Because to start implementation of these solutions is going to run right up against feminist-victimist insistence that the allegant’s (or ‘victim’s’) story cannot be doubted or tested. Can you imagine what they would say if an ‘eyewitness victim’ or a ‘victim’ reinforced by other ‘eyewitnesses’ were subjected to even the simplest testing procedures to try to clearly establish the identity of the actually guilty (let alone the validity of the victim’s ‘story’)?

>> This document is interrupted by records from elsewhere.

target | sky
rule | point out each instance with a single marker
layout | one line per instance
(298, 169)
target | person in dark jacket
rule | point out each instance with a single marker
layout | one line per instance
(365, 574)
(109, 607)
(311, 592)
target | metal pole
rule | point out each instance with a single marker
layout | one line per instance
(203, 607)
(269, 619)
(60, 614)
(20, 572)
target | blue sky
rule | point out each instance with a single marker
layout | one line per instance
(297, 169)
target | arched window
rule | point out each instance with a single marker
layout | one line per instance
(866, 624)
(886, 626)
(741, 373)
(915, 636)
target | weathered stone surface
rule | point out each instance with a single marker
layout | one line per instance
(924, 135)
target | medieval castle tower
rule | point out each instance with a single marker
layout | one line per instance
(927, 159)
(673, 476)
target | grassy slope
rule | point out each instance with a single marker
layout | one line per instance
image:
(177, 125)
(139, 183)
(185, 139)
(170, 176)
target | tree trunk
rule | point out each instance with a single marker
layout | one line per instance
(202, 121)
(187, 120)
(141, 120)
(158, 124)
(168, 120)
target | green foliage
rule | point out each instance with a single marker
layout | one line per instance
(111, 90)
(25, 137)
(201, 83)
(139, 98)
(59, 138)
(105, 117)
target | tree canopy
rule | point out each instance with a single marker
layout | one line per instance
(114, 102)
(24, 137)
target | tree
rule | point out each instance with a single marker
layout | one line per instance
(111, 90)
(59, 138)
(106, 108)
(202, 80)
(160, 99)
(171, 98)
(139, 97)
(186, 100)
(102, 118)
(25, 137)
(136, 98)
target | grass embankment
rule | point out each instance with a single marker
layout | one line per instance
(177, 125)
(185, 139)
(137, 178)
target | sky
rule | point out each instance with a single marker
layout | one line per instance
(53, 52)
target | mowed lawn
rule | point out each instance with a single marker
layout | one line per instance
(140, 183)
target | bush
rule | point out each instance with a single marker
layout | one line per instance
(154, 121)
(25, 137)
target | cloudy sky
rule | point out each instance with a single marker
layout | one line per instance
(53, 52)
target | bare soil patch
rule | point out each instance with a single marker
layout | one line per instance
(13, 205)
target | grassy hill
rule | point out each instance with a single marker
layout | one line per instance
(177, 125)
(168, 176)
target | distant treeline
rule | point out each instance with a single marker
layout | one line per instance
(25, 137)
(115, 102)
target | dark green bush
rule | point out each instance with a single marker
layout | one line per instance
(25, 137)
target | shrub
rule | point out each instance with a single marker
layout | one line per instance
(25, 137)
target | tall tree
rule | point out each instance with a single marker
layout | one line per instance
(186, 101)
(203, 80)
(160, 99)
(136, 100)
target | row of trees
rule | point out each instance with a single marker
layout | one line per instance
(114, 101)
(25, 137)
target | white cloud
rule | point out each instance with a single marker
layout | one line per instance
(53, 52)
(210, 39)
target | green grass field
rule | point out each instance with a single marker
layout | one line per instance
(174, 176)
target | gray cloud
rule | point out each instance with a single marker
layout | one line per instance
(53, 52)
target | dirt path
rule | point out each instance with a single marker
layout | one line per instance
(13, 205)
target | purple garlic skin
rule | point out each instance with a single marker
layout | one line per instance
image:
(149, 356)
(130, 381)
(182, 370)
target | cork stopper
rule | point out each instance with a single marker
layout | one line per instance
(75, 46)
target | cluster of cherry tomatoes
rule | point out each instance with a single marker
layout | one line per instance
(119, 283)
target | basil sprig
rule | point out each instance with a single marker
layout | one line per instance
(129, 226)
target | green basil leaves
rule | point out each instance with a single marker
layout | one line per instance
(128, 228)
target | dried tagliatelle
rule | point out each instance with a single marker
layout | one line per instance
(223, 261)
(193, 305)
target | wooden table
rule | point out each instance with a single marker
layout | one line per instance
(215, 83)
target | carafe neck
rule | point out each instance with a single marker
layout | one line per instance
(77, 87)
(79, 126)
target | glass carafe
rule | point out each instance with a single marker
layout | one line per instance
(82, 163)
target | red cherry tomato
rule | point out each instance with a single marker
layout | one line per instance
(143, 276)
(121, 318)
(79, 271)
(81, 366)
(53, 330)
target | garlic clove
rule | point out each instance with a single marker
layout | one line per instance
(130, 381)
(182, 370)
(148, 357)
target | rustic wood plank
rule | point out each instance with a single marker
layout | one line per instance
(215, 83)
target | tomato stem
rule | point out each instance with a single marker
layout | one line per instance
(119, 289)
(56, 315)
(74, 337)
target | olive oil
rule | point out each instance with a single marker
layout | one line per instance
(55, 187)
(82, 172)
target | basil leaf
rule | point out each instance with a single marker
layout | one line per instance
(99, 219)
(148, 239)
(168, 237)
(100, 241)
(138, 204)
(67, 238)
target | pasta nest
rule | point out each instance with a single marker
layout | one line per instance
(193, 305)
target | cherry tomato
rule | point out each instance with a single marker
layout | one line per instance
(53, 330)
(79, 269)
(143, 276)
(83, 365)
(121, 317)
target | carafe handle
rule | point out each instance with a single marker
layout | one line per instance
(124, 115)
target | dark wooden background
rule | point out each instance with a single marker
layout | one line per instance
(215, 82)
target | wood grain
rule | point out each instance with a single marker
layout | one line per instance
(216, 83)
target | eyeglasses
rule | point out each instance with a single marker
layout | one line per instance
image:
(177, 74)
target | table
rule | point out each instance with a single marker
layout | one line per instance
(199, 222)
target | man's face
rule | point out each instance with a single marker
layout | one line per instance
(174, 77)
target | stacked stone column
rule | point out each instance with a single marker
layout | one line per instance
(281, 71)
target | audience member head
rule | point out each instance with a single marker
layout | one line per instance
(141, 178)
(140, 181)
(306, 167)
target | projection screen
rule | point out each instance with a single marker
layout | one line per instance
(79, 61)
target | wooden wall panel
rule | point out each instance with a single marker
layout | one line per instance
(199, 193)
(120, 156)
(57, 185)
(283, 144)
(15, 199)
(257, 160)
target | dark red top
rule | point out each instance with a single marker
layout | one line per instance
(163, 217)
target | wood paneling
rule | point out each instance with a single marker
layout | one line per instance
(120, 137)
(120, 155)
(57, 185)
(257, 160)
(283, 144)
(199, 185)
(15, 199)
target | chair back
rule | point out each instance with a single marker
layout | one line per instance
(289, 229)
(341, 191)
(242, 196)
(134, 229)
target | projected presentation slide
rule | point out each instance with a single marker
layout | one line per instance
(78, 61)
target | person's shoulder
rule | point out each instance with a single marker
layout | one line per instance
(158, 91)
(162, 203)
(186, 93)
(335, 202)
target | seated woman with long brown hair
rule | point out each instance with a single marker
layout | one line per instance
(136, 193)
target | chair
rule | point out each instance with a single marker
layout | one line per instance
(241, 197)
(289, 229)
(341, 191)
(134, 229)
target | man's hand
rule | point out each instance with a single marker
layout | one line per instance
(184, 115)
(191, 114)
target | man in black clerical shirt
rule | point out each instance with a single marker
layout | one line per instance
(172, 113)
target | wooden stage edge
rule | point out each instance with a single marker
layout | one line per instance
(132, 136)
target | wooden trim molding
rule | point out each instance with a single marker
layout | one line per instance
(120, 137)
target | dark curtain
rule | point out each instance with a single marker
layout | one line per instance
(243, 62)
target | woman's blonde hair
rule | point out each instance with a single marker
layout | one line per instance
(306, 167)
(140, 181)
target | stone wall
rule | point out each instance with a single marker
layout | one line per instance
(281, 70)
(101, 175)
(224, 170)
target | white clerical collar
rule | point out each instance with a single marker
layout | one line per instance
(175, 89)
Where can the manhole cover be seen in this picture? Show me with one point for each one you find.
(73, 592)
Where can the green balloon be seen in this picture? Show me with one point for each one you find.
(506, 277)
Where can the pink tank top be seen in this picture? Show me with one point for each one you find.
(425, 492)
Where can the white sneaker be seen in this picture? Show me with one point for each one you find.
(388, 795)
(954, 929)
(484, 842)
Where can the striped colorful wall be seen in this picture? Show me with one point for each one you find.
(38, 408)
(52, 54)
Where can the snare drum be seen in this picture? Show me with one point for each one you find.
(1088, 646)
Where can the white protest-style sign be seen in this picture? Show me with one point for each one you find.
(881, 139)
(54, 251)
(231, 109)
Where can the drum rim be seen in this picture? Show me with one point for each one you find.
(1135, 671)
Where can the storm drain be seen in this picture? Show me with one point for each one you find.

I believe that there are now elements of the victimist advocacies who would agree with the objectives of The Innocence Project. But I cannot imagine that they are in the majority among their peers in the advocacy organizations who now rely on the gravy-train for jobs, status, and pay.
Nor, as I have been saying in recent Posts, do I think that the politicians are really prepared to antagonize a vital if radical ‘base’ in a difficult election year. Deal-makers, like used-car salesmen, aren’t known for their principles and courageous support of the truth, whatever betide. While they may piously agree with the scriptural exhortation to ‘let justice be done even if the heavens fall’ they aren’t really going to go along with the principle if it winds up that doing that justice is going to result in the Party’s or their own electoral fall.
And, lastly, in the overall Marxist-Leninist vision – in which far too much of the advocacy movement is soused whether they realize it or not – the only relevant ‘justice’ is not that meted out to any accused in any particular case but rather the only relevant ‘justice’ is that which serves the Cause.
Which isn’t really so far from the quiet presumption that the only important ‘justice’, in the long run, is that which serves the Party. And the regime. The Nanny State and the Security State are not only “sisters under the skin”, but are sibling-offspring of the Leninist-Maoist concept of the ‘revolution’ and the ‘revolutionary state’ and ‘revolutionary politics’ and ‘revolutionary justice’. Oy.
Contrary to what so many of the assorted advocates believe about their own Cause, it is the SO community that really is on the ‘cutting edge’ of American history, as the struggle to re-establish (or forever and meanly lose) the Framing Vision continues to intensify. NOTES
*Under the title ‘Out of Sight’, in the print edition for December 15, 2011. It is the issue’s Editorial, appearing on the first page. The electronic link leads to a subscriber-only paywall.
**You can see a review here or you can enter ‘Convicting the Innocent Brandon Garrett’ in your search engine for reviews or where the book is available.
**Nor am I here implying that any accused who makes a false confession or takes a plea-bargain for something he did not commit ‘deserves whatever he gets’. Once you realize you are standing on ground-zero and the State is preparing to drop the Big One on you – courtesy of that eyewitness testimony – then you are faced with having to make some awful calculations (and defense counsel in a time of Mania are not out of line helping him to decide in favor of a plea-bargain rather than face an inflamed and under-informed jury on top of everything else mentioned above).